# Hocking River



## 10fish (May 12, 2005)

We want to take a canoe ride and dunk for smallies. Went last year from behind the Olde Dutch and did ok ( water was high and muddy), but that could be the reason we didn't see many rock formations. Whats the best location/trip to take?
Thanks


----------



## RiverWader (Apr 1, 2006)

My fav stretch to fish is put in besides the Radiostation in Nelsonville or behind Movies 10 and go down to the Plains / Chauncy Area That where Ive caught my most and Biggst fish. Use Black or Black and Blue Bitsy Bugs with a trailor on them you wont go wrong , Promise!


----------



## kmjschulz (Apr 7, 2008)

I've did good on the stretch he mentioned as well i can give you some good put in/takeout areas if you pm me.


----------



## eelboy (Dec 17, 2005)

Specifically where would your put in and take out spots be NOT your fishing spots. I would be using a kayak.


----------



## 10fish (May 12, 2005)

thanks, I should have mentioned that I need to go out on one of the rent-a-ride trips. Or in other words I don't have a yak or canoe. What livery gives us the best shot?
When we went we used brown creature tubes with black specs and caught a few.
I can't believe they worked, cause they sure don't look like anything that swims


----------



## RiverWader (Apr 1, 2006)

If using a kayak , it would be easier to put in behind movies 10 , theres a road beside the theater that has River access, The taking out Right out side the Plains on Rt.682 theres access to and from the river there


----------



## RiverWader (Apr 1, 2006)

Eelboy , you dont need a Kayak or Canoe for the Strech I mentioned We just wade it every year and do just fine , theres some spots you'll need to swim or Stay close to bank , but its manageable


----------



## ts326802 (Aug 9, 2008)

Try the other canoe livery in Logan. It's called the Hocking Valley Canoe livery and is located on Chieftan Drive just a little past Kroger. They have an all day trip that starts above Rockbridge. This will bring you thru a lot of the rocky areas behind Rockbridge and Enterprise and eventually drop you back in Logan. You'll definitely come across some nice spots for 2 - 4 pounds smallies =) I have the best luck on Green Pumpkin Tubes and Senkos as well as Silver/Black 2" Shad Raps. Live craws are also the ticket.


----------



## -mike- (Sep 26, 2008)

I could give you dozens of reasons NOT to use Hocking Valley Canoe Livery, but, Im biased as a close friend of mine owns and operates the Hocking Hills Canoe Livery. His Name is Aaron, and he's a true steward of the River. I used to guide smallmouth trips as a younger man, and have a decent grasp on the Hocking. Years ago a fella put up a wingdam in the Rockbridge area the caused a ton of silt to fill a lot of good smallie holes, but there are still a few above Logan. My best fish however seem to come from below Logan.

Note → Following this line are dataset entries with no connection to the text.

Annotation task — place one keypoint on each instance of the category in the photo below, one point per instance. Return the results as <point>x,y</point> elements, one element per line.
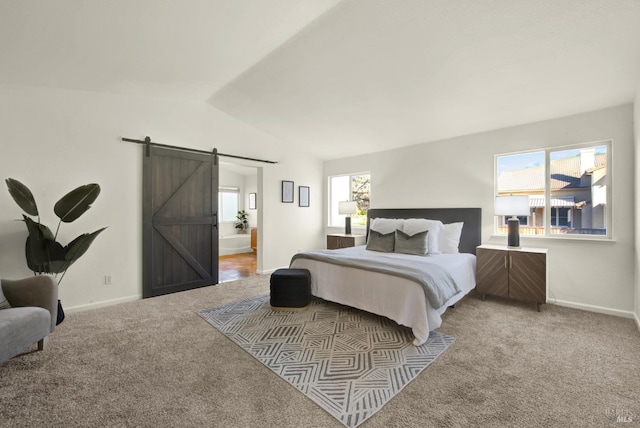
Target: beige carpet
<point>156,363</point>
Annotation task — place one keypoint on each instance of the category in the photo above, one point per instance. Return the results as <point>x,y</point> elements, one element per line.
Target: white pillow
<point>417,225</point>
<point>450,237</point>
<point>386,225</point>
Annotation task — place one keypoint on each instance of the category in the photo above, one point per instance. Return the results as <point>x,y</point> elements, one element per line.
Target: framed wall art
<point>287,191</point>
<point>303,196</point>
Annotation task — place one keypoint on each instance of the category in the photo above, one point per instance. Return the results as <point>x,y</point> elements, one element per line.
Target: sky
<point>532,159</point>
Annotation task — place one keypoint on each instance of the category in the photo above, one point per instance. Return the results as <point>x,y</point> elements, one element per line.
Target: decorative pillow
<point>415,225</point>
<point>381,242</point>
<point>450,237</point>
<point>386,225</point>
<point>415,244</point>
<point>4,303</point>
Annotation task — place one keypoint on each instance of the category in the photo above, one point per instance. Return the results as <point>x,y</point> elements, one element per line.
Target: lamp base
<point>513,237</point>
<point>347,225</point>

Give me a shout next time your down this way, and we'll go. Im proud of the fishing that the hocking has to offer, and Id be pleased to share it with others.

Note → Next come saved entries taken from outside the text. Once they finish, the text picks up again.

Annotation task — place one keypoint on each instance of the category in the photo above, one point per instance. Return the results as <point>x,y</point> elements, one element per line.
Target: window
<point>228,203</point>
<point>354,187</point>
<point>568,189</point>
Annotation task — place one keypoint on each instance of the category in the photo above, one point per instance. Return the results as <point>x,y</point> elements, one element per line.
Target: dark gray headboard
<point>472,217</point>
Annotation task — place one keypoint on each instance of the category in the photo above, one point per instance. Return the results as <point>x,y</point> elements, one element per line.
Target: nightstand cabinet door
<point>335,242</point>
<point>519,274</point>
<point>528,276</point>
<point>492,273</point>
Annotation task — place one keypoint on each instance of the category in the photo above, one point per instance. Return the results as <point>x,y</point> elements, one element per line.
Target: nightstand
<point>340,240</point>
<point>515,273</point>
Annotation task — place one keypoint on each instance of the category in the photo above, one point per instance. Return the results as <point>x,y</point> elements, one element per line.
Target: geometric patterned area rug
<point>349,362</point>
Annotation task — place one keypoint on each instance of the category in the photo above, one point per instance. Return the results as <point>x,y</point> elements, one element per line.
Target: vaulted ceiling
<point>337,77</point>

If you do go in a canoe- take an anchor, or at least something to slow you down. That way you can work areas a little more thoroughly. and Dont just look for rocky areas, your passing up half the good spots. And yes- the green pumpkin tubes are the HOTTEST thing to throw. Been using them for years now, nice to see others are catching on.


----------



## Bassbum (Mar 2, 2009)

I went Last Year(2008) several times. Had Caught On Average Of 8-10 Smallies. Because Of All The Snags, I Use Night Crawlers On A Crappie Size Hook And A Pinch Wieght. It's Alot Cheeper. You Will Snag Alot!!!


----------



## kmjschulz (Apr 7, 2008)

hows the river looking right now anyway anybody know? I know how it looks in athens but i want to go a little up the river and maybe try her out this weekend.


----------



## BobcatJB (Mar 30, 2005)

As of yesterday the Hocking was a bit high but water color was perfect, if not alittle too clear for my liking. I've been fishing around campus looking for the first sauger and white bass of the year but haven't found them yet. Anyone catching anything around campus?

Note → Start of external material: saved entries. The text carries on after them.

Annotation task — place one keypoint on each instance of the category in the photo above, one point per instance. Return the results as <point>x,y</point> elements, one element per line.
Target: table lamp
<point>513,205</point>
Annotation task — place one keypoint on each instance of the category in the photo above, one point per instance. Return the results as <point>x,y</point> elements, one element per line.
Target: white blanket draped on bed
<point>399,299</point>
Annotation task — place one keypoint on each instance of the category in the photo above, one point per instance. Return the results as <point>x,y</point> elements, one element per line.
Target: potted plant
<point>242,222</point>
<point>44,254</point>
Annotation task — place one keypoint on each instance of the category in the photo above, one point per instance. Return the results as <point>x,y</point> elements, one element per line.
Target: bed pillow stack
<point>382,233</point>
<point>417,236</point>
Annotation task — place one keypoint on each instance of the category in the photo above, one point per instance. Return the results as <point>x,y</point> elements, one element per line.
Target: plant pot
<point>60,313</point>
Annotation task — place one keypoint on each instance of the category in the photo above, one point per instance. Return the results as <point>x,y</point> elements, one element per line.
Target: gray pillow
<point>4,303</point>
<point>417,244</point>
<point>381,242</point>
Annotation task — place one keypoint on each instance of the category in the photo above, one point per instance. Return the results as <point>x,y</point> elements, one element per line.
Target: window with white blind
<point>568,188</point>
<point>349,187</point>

After reading your post, kmjschulz, I realized my post was completely pointless! Sorry!


----------



## kmjschulz (Apr 7, 2008)

haha thats ok atleast theres some life on this board, i know theres alot of people on here that fish the hocking regularly, they must be out fishing or something lol


----------



## kmjschulz (Apr 7, 2008)

well i went for about an hour and managed a 11 inch smallie on a mini rat-l-trap around the plains i wasn't wading just fishing from shore. The water was a little high but not that much, its a little more stained up there than in athens.


----------



## JLeephoto (Apr 12, 2008)

I'm pretty new to the area (Belpre) and to this board and am also looking for info on the Hocking and other good fishing areas. I did do some exploring last summer by canoe and have made a few float trips from the movie theater near Nelsonville down to Chaucey catching a number of smallies and spotted bass. Also used canoe livery to fish above logan and caught a large number of small smallies. If anyone has other good put-in/take-out locations I'd appreciate in info. Particularly looking for fishing areas/methods within 30 miles of Belpre as I now have a small jonboat as well and am ready to get out there. If anyone familiar with the area is willing to show me the ropes, drop me a line at jleephoto (at) gmail (dot) com.


----------



## TheCream (Mar 19, 2009)

The Hocking will get progressively better over the next few weeks for sauger and smallies. I live right on the river near Athens with a great hole within a 3 minute walk. I fished campus pretty hard for sauger last week and only managed one dwarf. In a few weeks it will get much better.

And the water is still a bit cold. I went ankle-deep last week when it was about 70 degrees out and as my feet started going numb, I realized I was not terribly smart.


----------